O drama do homem-espátula
05/03/13 15:38Mais do que a era do amor líquido, vivemos o tempo do amor esfarelado, que acaba muitas vezes antes de bater o bolo.
Uns ainda se bolificam, a Lola espera o traste, que passara semanas tirando onda, no flerte, na corte, no 171 permanente do ambiente de trabalho, “como você tá linda hoje, nossa!” etc.
Todas as condições históricas estavam dadas, como diria meu coração comunista.
E coube ao desalmado, conta a leitora, brasileiríssima debaixo das palmeiras da Flórida, a iniciativa da saída. Ela estava ansiosa por algum convite.
O cara, qual um homem do tempo, viu até que faria frio no final de semana, o que não seria nada comum naquelas plagas.
“Seria ótimo degustar um vinho em sua companhia!”, disse, depois do um papo meteorológico.
De imediato, ela pensou:
“Queria que me degustasse!”
Mas, enfim, naquela esperança de que o vinho levasse a algo mais, calmamente disse sim: “Domingo seria perfeito!”
Tudo marcado, a moça depila, aqueles banhos bem-tomados, um jogo de adivinhação no chuveiro de como seria o cara, a nega toda trabalhada na Victoria Secret e outros badulaques etc.
Chega a fatídica hora e nada.

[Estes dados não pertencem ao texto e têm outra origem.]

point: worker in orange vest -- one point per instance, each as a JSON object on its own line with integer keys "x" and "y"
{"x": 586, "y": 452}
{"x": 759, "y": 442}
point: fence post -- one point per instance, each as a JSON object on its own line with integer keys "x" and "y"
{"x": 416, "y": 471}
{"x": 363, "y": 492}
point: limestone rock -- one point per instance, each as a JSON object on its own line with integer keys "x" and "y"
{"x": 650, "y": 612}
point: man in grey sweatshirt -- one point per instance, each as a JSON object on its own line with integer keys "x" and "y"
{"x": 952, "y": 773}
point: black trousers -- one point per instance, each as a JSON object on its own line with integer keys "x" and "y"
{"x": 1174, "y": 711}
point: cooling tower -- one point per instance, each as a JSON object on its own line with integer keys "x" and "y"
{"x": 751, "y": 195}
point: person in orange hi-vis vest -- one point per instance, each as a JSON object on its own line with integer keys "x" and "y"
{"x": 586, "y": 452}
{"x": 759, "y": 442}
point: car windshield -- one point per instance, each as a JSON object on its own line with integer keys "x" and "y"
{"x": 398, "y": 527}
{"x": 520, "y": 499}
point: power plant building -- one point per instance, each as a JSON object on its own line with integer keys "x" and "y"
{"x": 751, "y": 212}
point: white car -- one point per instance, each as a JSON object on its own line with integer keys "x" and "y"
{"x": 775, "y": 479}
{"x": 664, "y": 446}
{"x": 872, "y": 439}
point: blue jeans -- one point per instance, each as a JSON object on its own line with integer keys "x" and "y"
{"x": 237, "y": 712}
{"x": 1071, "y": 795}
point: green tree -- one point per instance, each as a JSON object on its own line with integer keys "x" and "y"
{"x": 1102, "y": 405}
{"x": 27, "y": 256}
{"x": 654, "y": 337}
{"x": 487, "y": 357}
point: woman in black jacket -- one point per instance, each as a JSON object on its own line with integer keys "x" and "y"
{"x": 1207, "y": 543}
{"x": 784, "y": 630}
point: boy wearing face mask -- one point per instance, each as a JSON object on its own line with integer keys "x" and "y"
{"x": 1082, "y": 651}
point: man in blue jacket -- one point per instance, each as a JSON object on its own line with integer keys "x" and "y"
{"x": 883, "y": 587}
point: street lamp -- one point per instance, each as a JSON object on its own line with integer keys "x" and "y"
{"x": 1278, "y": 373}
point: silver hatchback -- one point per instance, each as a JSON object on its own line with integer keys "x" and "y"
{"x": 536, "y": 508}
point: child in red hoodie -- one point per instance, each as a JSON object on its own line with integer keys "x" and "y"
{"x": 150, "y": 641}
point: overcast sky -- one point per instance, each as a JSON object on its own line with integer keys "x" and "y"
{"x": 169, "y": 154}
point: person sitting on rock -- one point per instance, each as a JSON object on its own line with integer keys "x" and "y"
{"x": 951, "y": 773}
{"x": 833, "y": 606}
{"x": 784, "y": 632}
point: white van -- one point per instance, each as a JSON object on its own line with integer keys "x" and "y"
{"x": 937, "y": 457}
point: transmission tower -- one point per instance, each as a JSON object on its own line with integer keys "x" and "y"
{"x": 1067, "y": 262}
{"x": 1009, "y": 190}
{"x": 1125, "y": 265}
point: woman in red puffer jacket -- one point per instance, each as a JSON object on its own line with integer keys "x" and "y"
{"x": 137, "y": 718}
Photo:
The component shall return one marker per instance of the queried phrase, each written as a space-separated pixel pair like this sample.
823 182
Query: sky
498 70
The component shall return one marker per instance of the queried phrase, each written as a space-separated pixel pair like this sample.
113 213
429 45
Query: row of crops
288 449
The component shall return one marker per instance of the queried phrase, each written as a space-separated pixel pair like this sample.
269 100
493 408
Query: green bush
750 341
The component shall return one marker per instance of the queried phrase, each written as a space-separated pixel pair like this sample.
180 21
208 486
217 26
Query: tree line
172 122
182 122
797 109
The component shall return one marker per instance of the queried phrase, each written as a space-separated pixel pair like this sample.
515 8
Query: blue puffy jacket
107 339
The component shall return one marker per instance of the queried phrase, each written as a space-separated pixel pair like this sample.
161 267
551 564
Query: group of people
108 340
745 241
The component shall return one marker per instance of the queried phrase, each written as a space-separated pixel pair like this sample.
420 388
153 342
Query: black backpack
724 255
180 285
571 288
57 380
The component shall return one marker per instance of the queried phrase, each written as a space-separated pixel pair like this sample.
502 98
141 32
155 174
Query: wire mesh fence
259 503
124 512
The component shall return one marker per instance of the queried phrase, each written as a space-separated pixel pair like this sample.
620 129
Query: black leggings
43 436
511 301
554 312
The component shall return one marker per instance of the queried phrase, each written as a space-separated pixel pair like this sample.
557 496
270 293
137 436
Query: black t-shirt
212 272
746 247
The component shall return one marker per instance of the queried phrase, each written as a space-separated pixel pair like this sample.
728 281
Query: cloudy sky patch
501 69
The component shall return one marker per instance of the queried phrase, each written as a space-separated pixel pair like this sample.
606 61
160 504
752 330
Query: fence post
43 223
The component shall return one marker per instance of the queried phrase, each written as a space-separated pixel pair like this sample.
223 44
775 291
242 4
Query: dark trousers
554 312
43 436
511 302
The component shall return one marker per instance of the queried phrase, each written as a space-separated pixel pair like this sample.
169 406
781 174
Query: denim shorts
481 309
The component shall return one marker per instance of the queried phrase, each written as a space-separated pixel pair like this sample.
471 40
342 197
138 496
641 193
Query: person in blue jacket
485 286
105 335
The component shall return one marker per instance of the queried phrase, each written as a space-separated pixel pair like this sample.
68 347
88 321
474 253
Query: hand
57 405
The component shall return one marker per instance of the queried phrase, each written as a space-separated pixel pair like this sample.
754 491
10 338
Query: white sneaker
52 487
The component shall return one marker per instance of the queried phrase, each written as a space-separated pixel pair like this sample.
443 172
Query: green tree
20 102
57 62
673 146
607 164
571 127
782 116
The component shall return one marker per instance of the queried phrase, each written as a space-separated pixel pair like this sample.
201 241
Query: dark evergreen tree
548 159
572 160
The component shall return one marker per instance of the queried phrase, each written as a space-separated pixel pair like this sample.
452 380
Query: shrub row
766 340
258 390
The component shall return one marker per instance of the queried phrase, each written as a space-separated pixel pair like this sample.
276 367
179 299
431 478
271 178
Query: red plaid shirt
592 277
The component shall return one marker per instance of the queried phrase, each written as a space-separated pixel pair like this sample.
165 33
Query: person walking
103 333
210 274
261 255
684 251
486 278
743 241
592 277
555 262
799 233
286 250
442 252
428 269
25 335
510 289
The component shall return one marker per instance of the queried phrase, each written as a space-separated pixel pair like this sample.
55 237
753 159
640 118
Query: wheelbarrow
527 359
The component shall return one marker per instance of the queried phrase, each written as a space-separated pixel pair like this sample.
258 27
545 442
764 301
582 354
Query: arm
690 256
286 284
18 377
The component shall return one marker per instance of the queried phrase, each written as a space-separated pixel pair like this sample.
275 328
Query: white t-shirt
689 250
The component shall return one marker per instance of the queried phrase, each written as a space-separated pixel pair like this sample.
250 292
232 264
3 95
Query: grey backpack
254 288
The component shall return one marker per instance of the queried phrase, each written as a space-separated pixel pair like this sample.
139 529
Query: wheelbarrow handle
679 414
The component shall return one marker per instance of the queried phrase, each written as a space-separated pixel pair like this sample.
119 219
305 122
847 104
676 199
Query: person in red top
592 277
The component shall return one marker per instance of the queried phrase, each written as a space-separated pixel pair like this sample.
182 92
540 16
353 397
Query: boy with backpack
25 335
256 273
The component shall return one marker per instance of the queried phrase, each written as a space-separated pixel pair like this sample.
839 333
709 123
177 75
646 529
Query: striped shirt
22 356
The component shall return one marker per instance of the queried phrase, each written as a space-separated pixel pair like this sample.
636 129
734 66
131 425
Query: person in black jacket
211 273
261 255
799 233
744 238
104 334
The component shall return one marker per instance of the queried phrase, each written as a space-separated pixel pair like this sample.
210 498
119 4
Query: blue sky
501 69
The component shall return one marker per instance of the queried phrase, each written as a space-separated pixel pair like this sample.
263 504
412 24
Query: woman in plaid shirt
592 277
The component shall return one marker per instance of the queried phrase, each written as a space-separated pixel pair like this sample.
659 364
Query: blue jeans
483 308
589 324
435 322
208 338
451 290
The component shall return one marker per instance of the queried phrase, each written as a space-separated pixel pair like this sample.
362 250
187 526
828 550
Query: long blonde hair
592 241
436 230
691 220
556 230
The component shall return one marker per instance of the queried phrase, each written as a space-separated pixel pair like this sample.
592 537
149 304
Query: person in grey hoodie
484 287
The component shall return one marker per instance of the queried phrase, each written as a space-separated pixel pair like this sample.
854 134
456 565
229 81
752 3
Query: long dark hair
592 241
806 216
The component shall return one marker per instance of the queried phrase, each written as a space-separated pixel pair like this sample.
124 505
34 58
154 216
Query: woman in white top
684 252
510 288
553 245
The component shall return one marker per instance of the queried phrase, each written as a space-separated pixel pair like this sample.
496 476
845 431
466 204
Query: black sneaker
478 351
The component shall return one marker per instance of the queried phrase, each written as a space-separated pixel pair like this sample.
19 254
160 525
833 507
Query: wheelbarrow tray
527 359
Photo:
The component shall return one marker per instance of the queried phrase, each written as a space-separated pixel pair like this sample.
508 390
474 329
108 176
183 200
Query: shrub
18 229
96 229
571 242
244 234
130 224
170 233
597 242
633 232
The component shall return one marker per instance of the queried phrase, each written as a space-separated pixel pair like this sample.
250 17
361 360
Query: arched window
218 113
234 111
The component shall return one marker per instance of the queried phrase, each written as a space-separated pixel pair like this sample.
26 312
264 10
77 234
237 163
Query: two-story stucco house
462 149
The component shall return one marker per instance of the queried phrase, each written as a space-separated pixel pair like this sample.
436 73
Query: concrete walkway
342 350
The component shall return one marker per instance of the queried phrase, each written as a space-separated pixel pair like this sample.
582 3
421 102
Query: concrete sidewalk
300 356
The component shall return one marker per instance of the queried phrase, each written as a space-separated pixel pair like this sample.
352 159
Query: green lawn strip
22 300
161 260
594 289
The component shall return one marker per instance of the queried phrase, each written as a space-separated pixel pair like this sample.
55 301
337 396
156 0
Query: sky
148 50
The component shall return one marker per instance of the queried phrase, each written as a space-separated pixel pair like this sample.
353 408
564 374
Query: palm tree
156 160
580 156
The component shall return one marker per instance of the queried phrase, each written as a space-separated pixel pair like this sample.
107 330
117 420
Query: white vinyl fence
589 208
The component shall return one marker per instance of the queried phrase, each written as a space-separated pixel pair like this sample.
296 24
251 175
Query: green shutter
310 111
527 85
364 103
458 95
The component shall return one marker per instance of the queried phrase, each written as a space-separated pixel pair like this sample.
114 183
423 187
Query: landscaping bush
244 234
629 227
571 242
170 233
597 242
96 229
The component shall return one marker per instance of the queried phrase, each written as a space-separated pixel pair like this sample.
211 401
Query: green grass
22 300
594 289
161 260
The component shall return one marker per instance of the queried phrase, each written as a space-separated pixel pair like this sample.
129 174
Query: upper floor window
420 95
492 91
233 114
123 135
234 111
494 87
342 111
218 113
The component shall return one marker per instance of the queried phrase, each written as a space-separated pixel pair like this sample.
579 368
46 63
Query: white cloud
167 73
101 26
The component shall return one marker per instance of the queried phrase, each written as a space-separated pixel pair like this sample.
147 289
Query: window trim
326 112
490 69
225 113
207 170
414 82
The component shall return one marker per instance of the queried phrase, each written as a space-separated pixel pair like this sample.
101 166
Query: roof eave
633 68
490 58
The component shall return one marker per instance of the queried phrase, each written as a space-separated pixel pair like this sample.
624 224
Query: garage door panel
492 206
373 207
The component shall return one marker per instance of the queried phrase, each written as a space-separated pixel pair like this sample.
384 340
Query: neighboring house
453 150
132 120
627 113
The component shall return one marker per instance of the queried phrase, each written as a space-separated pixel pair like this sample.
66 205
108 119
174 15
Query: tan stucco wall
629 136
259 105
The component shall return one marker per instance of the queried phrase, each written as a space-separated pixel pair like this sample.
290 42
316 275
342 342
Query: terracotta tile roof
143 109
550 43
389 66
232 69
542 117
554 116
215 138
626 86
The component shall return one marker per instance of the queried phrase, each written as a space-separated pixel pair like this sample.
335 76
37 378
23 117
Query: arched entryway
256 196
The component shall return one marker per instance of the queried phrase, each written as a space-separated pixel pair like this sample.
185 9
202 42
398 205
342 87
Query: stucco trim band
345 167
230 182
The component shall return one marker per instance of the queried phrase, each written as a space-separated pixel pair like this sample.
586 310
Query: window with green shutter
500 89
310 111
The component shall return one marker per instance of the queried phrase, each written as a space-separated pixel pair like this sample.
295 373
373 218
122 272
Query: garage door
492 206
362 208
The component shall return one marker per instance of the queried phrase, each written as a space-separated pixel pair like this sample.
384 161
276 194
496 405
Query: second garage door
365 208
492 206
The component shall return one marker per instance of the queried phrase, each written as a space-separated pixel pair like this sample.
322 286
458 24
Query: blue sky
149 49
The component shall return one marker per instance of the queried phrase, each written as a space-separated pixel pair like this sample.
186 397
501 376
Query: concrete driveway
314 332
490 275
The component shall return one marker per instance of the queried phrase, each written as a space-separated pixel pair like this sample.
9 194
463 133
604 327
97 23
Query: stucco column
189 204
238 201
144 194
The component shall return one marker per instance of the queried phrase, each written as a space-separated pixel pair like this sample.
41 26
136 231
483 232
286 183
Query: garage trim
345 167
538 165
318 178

O tempo passa, torcida brasileira, e necas. Ela manda uma mensagem de texto. Não vem nada de volta nem em Código Morse, domingo dos tambores silenciosos na selva de Miami, silêncio no planeta.
É, Lola, bata os ovos… junte a farinha… adicione o fermento e misture com a espátula do abandono, com a espátula do desprezo…
Estavam dadas as condições técnicas para o bolo. Um tremendo Souza Leão, um irresistível bolo de rolo, o chocolate da carência ou da larica de viver.
Somente na segunda-feira, a caminho do trabalho, ela recebe uma lacônica mensagem-cupim: “Trabalhei até tarde ontem”.
O que dizer?
Esse ai, amiga, nem podemos rotulá-lo de homem de Ossanha, o que diz que vai e “não vou”, como na canção de Baden & Vinícius. O Ossanha assanha, tira uma onda, arrega, não chega junto, mas pelo menos avisa, inventa uma desculpa.
Sim, ele tem um traço de homem-bouquet (vide posts anteriores), note-se que ele usou o perigoso verbo “degustar” em vez de beber, tomar um vinho etc.
Esse ai poderia ser chamado de homem-espátula, confeiteiro maluco, qualquer coisa óbvia do mundo do bolo e do forno em fogo baixo. Esse ai nem untado na manteiga, como no filme “Último tango em Paris”, funciona.